Nicht Kommunismus wird Amerika besiegen, sondern etwas von Innen heraus, etwas Verderbliches und Zersetzendes, erklärt ein Pfarrer vor Gericht, beim Prozess um die als pornografisch eingestuften Fotos von Irving und Paula Klaws.
Betty Page war eines ihrer Models, ein nicht dummes, aber naives Mädel aus Tennessee mit dem Traum, in New York Schauspielerin zu werden. Ein Traum, der so viele Mädchen antreibt, ein Nebeneffekt des Hollywood-Starsystems. Unter dem Deckmantel, Starfotos zu verkaufen, wird bei den Klaws unter dem Ladentisch fetischistisches Bildmaterial gehandelt, hohe Schuhe, Korsetts, Nylon und Fesseln.

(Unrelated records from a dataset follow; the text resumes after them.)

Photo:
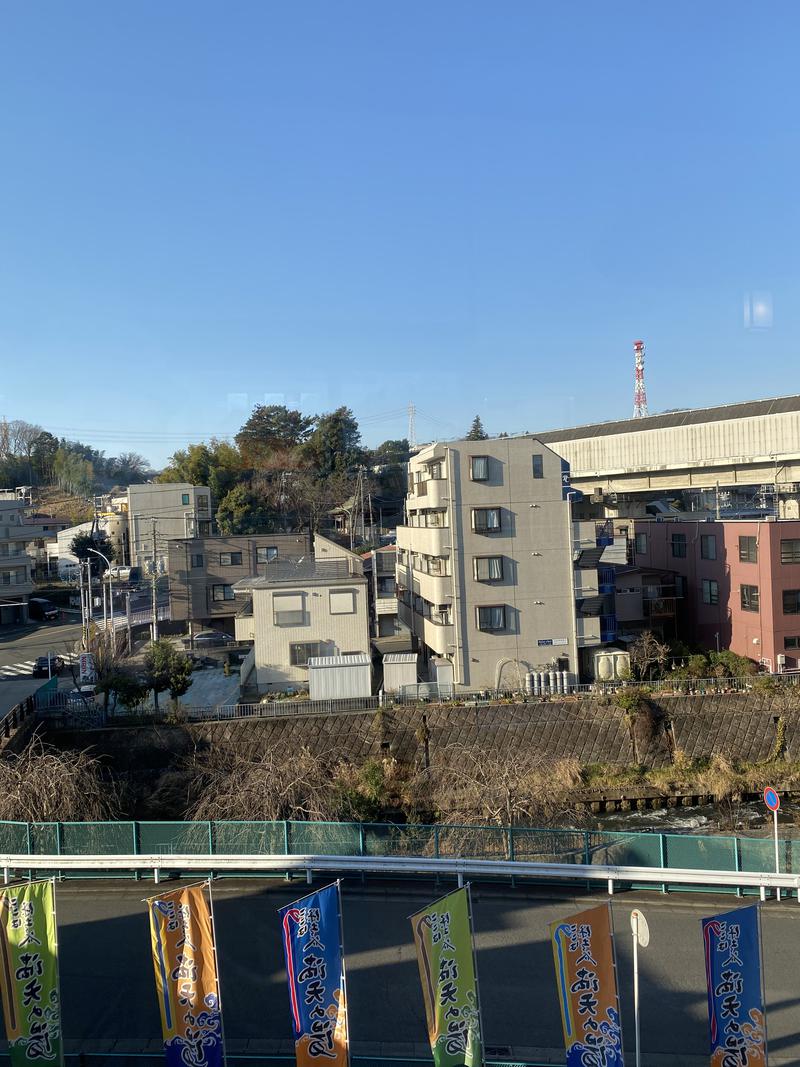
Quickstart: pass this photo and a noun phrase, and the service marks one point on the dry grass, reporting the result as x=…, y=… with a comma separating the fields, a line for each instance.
x=43, y=784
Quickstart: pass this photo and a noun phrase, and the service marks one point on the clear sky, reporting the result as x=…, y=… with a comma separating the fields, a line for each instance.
x=475, y=206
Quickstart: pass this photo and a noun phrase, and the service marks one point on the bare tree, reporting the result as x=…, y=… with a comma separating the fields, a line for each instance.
x=648, y=654
x=271, y=785
x=45, y=785
x=473, y=785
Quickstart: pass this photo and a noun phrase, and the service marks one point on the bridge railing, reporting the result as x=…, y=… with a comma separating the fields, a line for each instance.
x=612, y=876
x=516, y=845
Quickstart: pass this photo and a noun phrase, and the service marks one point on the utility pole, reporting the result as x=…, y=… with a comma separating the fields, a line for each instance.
x=154, y=579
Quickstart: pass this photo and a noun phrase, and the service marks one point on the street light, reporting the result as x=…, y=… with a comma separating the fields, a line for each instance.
x=111, y=587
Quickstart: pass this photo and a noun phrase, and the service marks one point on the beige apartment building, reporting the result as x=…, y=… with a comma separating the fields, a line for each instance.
x=494, y=577
x=16, y=582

Betty Page lässt sich fotografieren, das Verkleiden macht ihr Spaß, und die Filmchen, die sie dreht, Sallys Punishment zum Beispiel, sind keinesfalls sexuell stimulierend oder auch nur erotisch: Mädchen in engen Korsetts blödeln herum, haben ihren Spaß am Amateurfilm, alles ist unbeholfen und albern, wie sie vor der Kamera herumhampeln, ohne so richtig zu wissen, was sie tun sollen. Doch es wird als jugendgefährdend eingestuft in den 50ern, die Post weigert sich, das Material zu versenden, und ein Vater führt den Tod seines Sohnes auf diesen Schmutz zurück.
Betty Page hat die typische Karriere durchgemacht: gut in der Schule, aber nicht gut genug, eine gescheiterte Ehe, Umzug nach New York, Schönheitswettbewerbe, Schauspielschule und Fotos im Badeanzug, in Unterwäsche, nackt. So wurde sie Pin-up Queen of the Universe.
Der Film zeigt in Schwarz-Weiß und Technicolor-Farben, der Ästhetik der 50er, diese Karriere einer jungen Frau, die sich nichts Böses denkt. Ihre Fotos sind harmlos, wohl schon für damalige Maßstäbe, und gerade die Harmlosigkeit zeigt den Druck, der auf der damaligen Gesellschaft lastete: Die Männer gierten nach den Bondage-Bildern, die so offensichtlich gestellt und falsch sind, anders als ausgerechnet mittels dieser billigen Bildchen konnten sie wohl ihre Triebe nicht befriedigen. Und die Obrigkeit übte großen Druck aus, es war genau festgelegt, was gesehen werden durfte: auf jeden Fall kein verdächtiger Schatten im Bikinibereich.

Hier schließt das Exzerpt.